C'est dans le plus grand secret, pour le moment, qu'Alexandre Bompard, Thierry Cotillard et Michel-Edouard Leclerc planchent sur la création d'un lobby commun à l'ensemble de la distribution alimentaire. Le PDG de Carrefour, le président du Groupement des Mousquetaires et le porte-voix de E.Leclerc se sont vus en avril pour esquisser les contours d'une nouvelle fédération.
D'ici à fin septembre, leurs trois secrétaires généraux - Laurent Vallée (Carrefour), Gery Porcheron (Intermarché) et Philippe Seligmann (E.Leclerc) - prendront la relève tout aussi discrètement pour réfléchir au fonctionnement, à la gouvernance et même au nom de ce qui pourrait, dès l'an prochain, remplacer l'actuelle Fédération du commerce et de la distribution (FCD).

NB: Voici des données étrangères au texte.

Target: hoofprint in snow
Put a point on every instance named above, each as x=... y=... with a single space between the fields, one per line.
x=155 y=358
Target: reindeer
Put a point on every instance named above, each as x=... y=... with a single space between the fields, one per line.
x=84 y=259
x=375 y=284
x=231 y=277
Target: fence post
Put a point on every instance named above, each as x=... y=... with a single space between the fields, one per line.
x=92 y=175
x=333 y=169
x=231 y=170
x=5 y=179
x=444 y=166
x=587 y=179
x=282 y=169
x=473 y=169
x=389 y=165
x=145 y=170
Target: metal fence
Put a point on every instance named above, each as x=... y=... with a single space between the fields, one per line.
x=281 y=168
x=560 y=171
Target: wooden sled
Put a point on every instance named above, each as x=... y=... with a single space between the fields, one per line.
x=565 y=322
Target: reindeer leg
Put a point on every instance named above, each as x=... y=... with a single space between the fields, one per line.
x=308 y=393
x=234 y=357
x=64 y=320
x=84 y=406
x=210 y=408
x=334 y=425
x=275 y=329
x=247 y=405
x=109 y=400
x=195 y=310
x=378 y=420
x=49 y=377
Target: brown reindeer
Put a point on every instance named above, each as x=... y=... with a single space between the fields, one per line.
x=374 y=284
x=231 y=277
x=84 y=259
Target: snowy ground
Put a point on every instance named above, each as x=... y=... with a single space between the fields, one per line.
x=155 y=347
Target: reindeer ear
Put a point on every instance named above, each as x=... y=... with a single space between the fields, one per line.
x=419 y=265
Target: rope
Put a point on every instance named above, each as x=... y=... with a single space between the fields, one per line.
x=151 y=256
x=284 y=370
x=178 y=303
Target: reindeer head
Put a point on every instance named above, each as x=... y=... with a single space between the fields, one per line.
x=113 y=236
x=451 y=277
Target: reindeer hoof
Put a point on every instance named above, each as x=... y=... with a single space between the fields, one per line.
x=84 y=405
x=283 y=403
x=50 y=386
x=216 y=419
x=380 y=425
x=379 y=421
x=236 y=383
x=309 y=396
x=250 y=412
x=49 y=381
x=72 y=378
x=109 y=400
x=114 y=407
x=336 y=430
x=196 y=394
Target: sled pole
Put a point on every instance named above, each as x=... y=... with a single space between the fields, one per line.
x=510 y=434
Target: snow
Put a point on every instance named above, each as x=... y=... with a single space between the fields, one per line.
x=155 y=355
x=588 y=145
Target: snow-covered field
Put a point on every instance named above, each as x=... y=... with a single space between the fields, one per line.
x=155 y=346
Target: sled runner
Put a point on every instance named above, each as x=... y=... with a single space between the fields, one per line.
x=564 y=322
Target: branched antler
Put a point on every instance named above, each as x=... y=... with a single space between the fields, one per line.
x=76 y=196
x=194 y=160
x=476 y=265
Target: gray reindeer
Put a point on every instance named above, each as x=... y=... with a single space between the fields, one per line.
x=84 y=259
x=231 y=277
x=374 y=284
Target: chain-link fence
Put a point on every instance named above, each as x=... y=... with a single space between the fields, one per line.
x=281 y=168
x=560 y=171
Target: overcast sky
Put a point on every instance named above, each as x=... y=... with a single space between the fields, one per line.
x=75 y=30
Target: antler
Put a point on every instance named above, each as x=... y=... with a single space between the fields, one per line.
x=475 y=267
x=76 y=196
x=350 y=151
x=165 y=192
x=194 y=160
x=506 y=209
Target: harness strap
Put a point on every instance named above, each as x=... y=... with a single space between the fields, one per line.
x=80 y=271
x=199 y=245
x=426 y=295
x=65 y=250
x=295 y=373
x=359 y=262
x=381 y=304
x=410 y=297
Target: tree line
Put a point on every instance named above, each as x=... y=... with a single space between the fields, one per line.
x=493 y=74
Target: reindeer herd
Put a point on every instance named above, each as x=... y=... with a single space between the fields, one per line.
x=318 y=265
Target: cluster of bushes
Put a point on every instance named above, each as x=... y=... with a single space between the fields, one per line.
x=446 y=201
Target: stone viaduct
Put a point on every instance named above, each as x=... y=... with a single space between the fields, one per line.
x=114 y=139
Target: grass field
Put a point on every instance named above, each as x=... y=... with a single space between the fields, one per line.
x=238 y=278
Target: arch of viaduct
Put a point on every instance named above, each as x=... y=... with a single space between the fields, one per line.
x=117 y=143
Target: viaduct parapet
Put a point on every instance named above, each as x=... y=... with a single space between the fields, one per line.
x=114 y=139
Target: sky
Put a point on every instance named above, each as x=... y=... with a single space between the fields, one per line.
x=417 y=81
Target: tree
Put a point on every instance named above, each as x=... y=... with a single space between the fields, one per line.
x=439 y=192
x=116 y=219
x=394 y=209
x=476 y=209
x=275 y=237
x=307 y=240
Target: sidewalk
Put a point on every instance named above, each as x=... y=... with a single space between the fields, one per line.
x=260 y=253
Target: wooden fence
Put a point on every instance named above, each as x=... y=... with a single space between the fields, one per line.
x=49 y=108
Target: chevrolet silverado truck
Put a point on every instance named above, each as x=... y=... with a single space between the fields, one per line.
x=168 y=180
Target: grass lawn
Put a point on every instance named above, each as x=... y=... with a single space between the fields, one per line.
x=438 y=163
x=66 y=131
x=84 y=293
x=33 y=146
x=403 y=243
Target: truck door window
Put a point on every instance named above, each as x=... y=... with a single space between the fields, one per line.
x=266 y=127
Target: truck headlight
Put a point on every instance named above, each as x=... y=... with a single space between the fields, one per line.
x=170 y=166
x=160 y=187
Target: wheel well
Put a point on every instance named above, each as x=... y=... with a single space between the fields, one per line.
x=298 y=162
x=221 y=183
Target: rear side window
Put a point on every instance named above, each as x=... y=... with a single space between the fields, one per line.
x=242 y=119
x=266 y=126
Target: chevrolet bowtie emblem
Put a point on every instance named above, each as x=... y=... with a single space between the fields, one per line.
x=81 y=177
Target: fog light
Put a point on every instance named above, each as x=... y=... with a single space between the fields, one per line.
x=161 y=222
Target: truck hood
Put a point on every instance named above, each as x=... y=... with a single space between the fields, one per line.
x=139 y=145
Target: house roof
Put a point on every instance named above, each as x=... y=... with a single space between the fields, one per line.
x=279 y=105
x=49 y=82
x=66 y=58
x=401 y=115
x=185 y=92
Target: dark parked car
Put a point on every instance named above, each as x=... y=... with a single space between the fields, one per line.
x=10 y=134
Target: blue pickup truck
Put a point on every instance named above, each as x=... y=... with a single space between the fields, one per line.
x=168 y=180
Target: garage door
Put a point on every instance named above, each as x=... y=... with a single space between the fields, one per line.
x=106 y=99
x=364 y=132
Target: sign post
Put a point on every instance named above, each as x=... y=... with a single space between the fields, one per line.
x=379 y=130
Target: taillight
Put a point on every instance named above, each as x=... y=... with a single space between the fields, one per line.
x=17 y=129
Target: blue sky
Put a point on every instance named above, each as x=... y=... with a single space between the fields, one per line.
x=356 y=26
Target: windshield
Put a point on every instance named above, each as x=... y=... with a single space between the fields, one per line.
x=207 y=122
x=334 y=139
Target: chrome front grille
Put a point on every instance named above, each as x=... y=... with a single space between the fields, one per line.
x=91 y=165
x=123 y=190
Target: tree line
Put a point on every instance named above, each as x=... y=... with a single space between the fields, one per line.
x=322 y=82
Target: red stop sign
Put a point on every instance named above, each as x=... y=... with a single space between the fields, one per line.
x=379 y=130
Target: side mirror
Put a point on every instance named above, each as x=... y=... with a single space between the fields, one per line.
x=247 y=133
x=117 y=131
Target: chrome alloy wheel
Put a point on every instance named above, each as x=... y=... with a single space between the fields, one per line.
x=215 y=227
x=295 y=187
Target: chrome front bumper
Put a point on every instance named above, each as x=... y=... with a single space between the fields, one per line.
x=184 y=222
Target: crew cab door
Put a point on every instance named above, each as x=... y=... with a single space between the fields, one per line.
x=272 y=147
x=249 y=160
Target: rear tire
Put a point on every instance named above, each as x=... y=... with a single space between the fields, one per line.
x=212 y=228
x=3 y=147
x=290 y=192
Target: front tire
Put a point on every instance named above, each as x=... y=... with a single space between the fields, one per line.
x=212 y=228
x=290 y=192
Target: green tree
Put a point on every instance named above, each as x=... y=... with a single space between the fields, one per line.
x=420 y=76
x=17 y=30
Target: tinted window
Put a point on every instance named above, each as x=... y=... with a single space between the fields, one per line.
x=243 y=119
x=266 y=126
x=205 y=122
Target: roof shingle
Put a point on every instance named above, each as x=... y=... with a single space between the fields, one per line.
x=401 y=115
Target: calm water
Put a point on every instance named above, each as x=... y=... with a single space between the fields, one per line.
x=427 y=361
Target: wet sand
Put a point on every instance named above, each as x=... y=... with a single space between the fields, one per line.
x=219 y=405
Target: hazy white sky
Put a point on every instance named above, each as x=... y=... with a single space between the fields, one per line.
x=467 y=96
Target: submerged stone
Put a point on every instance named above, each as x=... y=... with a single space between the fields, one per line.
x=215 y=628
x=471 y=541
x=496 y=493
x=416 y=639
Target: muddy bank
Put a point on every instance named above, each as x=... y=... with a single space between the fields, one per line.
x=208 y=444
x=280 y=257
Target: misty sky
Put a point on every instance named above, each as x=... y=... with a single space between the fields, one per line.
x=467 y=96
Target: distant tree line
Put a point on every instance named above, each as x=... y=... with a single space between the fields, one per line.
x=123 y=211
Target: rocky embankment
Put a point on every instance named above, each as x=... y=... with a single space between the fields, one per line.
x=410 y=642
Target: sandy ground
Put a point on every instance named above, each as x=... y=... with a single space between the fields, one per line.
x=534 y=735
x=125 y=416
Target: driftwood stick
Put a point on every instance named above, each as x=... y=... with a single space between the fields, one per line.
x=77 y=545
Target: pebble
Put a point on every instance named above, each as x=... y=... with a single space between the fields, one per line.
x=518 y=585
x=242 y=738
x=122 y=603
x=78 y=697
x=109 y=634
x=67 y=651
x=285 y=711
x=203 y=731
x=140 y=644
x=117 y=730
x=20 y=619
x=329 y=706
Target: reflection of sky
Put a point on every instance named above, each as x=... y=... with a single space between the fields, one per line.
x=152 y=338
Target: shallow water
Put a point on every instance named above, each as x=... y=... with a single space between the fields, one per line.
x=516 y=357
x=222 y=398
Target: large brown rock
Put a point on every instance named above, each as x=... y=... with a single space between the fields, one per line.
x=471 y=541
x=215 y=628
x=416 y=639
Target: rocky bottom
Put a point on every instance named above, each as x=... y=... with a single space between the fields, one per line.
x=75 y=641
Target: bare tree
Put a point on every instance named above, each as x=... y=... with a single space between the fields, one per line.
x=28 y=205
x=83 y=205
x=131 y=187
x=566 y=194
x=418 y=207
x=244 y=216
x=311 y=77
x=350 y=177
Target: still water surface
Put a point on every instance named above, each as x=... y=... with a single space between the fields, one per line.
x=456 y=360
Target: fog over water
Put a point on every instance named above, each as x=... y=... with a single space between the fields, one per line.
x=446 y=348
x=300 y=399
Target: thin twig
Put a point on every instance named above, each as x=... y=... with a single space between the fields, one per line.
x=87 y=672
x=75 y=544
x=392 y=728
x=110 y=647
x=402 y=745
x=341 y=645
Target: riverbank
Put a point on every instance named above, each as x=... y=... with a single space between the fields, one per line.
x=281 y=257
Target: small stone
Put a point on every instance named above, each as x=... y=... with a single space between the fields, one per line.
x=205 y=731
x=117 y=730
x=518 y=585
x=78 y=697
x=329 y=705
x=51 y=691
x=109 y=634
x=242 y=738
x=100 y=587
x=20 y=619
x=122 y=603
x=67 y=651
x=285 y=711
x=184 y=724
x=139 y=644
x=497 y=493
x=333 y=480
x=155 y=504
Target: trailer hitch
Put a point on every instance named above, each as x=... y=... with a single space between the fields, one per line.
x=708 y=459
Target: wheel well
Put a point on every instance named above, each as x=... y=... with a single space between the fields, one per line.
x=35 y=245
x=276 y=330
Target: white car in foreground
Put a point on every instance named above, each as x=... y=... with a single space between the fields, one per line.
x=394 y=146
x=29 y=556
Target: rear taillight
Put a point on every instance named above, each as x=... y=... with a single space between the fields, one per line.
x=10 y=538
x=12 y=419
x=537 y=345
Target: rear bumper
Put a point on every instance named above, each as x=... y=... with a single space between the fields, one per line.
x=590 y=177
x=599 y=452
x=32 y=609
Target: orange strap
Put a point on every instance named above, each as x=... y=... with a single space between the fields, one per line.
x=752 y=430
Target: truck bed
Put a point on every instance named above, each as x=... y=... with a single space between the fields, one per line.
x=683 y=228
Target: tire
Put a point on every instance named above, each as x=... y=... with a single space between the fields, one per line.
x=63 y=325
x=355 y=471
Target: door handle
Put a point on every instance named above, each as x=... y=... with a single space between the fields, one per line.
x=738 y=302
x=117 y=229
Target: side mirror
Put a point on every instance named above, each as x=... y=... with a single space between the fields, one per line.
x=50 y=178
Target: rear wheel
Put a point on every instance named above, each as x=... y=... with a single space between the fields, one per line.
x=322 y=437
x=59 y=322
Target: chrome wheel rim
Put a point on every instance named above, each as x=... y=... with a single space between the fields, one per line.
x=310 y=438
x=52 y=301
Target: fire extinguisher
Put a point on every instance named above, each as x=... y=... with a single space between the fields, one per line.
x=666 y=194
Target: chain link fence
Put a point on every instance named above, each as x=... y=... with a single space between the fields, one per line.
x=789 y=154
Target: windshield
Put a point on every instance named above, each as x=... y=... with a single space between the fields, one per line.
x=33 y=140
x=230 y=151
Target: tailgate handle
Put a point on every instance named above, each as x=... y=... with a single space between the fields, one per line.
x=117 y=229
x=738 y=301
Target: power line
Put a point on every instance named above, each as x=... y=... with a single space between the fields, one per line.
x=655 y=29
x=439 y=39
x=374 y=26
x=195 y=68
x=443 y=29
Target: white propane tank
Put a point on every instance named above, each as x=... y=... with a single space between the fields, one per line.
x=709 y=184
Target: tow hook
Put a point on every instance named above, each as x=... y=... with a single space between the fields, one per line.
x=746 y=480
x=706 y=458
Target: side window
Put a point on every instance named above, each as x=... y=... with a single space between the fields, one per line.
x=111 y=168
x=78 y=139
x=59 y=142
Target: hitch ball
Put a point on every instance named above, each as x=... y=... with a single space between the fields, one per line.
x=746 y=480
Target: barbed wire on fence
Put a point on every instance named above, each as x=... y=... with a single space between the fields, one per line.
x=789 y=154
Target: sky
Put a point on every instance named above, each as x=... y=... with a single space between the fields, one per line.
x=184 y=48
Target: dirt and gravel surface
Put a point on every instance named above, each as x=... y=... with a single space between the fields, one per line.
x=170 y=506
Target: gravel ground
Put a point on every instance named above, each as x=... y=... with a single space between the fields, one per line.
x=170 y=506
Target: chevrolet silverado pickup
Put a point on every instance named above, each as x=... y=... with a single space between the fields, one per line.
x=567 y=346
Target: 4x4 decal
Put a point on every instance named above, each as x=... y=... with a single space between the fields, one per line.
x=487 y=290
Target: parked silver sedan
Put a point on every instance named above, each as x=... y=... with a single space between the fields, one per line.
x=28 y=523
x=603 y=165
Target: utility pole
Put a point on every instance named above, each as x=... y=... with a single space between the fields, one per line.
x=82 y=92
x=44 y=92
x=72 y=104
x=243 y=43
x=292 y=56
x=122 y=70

La claque de la loi Descrozaille
Les griefs contre cette vieille FCD ne datent pas d'hier. Intermarché et E.Leclerc n'en font pas partie. L'organisation est, du coup, très influencée par les intérêts de son principal contributeur, Carrefour. Son PDG Alexandre Bompard en a d'ailleurs été nommé président la semaine dernière. Le discounter allemand Lidl, qui se sentait sous-représenté du fait du poids de Carrefour, a claqué la porte en janvier, fragilisant encore un peu plus la fédération.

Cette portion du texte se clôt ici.